I've been watching a few videos on kinkajous on youtube and I think they'd be really interesting animals to have around. So I was wondering if anyone here has a kinkajou? I highly doubt anyone does since it seems very few people have them but it's worth a shot.


----------



## Lita (Jul 10, 2014)

Kinkajous are wild animals and as such are a high level exotic requiring very special care, diets, and a vet knowledgable n their health. The vet will be the hardest thing to find, their diet will not be easy either. They may also be illegal in your area or require permits. You will also need the proper enclosure for them. If you have never owned a wild exotic of a similar nature then be prepared to do a lot of research. They will cost a lot to. And if you are not experienced with wild life rescue/rehabilitation, and again if you havn't had one or a similar wild animal then I would never recomend a rescue. You would need one from a liscenced and credible breeder, at a young age, as you will have to hand tame it and will need to be able to turn to the breeder for questions only an experienced owner would know. Rescue exotics can have major behavior and health problems, and some species of exotic can be very violent with those they were not raised with.
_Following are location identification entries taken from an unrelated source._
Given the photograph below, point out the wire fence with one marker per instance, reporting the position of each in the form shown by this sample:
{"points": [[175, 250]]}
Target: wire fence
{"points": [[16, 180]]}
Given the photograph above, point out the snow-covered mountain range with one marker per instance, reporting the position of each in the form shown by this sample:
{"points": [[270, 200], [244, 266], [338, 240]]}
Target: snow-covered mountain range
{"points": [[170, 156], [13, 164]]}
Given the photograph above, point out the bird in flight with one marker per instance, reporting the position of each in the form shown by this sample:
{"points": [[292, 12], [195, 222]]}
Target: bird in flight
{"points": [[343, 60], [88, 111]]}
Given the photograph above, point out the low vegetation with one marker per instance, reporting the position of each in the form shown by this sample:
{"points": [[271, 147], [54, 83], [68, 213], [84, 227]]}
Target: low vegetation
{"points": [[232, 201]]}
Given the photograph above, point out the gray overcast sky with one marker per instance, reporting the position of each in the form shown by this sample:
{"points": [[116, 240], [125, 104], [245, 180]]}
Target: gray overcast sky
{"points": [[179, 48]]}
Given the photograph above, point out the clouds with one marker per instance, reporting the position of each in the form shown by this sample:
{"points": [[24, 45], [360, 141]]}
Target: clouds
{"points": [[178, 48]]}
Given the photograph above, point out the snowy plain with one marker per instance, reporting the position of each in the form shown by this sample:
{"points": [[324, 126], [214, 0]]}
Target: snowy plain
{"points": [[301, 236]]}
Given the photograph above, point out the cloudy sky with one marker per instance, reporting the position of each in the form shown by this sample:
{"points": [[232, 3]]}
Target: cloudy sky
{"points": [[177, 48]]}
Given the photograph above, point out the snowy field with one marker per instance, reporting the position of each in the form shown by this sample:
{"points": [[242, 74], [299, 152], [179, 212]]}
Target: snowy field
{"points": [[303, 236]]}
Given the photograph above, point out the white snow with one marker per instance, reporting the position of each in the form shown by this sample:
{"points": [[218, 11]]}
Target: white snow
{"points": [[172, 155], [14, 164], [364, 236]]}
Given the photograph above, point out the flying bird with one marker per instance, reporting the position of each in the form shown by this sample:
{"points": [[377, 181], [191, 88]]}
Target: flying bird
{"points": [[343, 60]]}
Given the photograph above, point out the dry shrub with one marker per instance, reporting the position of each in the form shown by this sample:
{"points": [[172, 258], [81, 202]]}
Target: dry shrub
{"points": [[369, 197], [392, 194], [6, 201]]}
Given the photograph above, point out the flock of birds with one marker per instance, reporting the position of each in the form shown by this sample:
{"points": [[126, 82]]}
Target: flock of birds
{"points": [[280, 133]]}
I support responsible, informed exotic ownership, I personally want a Fennec Fox one day. But it's important to know how difficult and costly these kind of animals are.


----------



## Hedgian (Aug 18, 2014)

Lita said:


> Kinkajous are wild animals and as such are a high level exotic requiring very special care, diets, and a vet knowledgable n their health. The vet will be the hardest thing to find, their diet will not be easy either. They may also be illegal in your area or require permits. You will also need the proper enclosure for them. If you have never owned a wild exotic of a similar nature then be prepared to do a lot of research. They will cost a lot to. And if you are not experienced with wild life rescue/rehabilitation, and again if you havn't had one or a similar wild animal then I would never recomend a rescue. You would need one from a liscenced and credible breeder, at a young age, as you will have to hand tame it and will need to be able to turn to the breeder for questions only an experienced owner would know. Rescue exotics can have major behavior and health problems, and some species of exotic can be very violent with those they were not raised with. I support responsible, informed exotic ownership, I personally want a Fennec Fox one day. But it's important to know how difficult and costly these kind of animals are.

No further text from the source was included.